Though introducing autonomous technology to shipping may appear to be easy, the reality is somewhat different. Despite extensive investment it took until October 2019 for the first maritime autonomous technology ship to complete a sea trial.

The voyage of a 71,000 ton NYK vessel from Xinshia, China, to Nagoya in Japan took three days to complete before the ship moved on to Yokohama.

In the shipping industry margins are notoriously tight and even the large players struggle to maintain profitability. Therefore, the financial gains to be won by being the first with widespread deployment of autonomous ships are substantial.

Costs are expected to fall and autonomous technology is believed to make fewer mistakes than human controllers. More efficient use of fuel and use of space will mean costs per ton of cargo carried should fall.

Provided the remaining sea trials are successful, and the relevant authorities grant permission for use, NYK has laid down a major marker in the race to build entire fleets free of human control.

Autonomous future is nearer than critics suggest

Maersk chief executive Søren Skou does not believe an autonomous future is close. Furthermore, he sees no advantage in removing the few people necessary to complete a voyage. Skou stated: “I don’t expect we will be allowed to sail 400-metre-long container ships weighing 200,000 tonnes without any human beings on board.”

However, others do not see it that way. According to Rolls-Royce Marine, by 2030 autonomous ships will be common on the open seas. There is good reason to believe the optimistic future vision is the one most likely to happen.

While the date by which autonomous technology will break through is up for argument, the success of the NYK voyage will help speed up the development of a necessary regulatory framework.
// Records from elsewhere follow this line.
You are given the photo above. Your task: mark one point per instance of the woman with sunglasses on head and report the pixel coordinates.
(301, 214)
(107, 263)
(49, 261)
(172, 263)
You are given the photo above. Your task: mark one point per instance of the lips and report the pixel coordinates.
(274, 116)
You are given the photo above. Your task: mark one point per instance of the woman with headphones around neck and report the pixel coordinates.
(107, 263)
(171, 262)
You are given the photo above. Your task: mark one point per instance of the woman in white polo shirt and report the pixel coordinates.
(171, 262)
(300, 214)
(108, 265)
The International Maritime Organization needs to ensure regulations do not lag behind the technology to avoid innovation being stifled.

According to (IMO) Secretary-General Kitack Lim, they will complete an investigation into future regulation next year, before any timeframe is announced.

Other companies are working on ships also intended to have autonomous capabilities. Yara Birkeland and Kongsberg Gruppen are developing a 120-container ship. Both firms say it will be operational in Norwegian waters late in 2020.